Lately our daughters have expressed some heartwarming sentiments about family, community and our situation.
Our daughters remind me of two important things. One is that Cindy and I want our experience to benefit others. There are no more important others in our lives than our children. I mentioned in a previous post I made mistakes as a caregiver. I’m sure a few of you can sympathize when I confess I made even more mistakes as a parent. Yet our current situation provides lessons in compassion, responsibility and living well no matter the situation that atones for past parental mistakes.
Such atonement may seem like a blessing. Indeed, other caregivers have expressed their experience as being a blessing. I am glad that other caregivers find their experiences rewarding, no doubt confirming their own lessons in compassion, responsibility and living well. Yet our children provide a good reason why I would never, ever claim this to be blessing.
Call what happened to their Mom a blessing? Despite the fact she would never have wanted that for herself? Shall I say to my kids “It’s a good thing your Mom has Alzheimer’s for the great lessons and rewarding experience it provides!” I don’t think so. Unless Cindy would consider what happened a blessing for her I am not going to consider it a blessing for me.
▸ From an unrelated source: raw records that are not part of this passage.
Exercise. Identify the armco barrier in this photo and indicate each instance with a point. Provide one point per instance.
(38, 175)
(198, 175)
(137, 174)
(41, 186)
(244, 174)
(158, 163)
I will go so far as to call what happened an opportunity; an opportunity for compassion, an opportunity for responsibility, an opportunity to live well under trying conditions, an opportunity for atonement. A blessing would be to have all these opportunities without a loved one contracting a disease she would never want. Yet while I would not call these opportunities a blessing, neither would I claim them to be a curse, with us the unfortunate victims.
Rather than dwelling on “What if?” I hope to learn and grow from what life deals us, which may be the most important lesson of all for our children.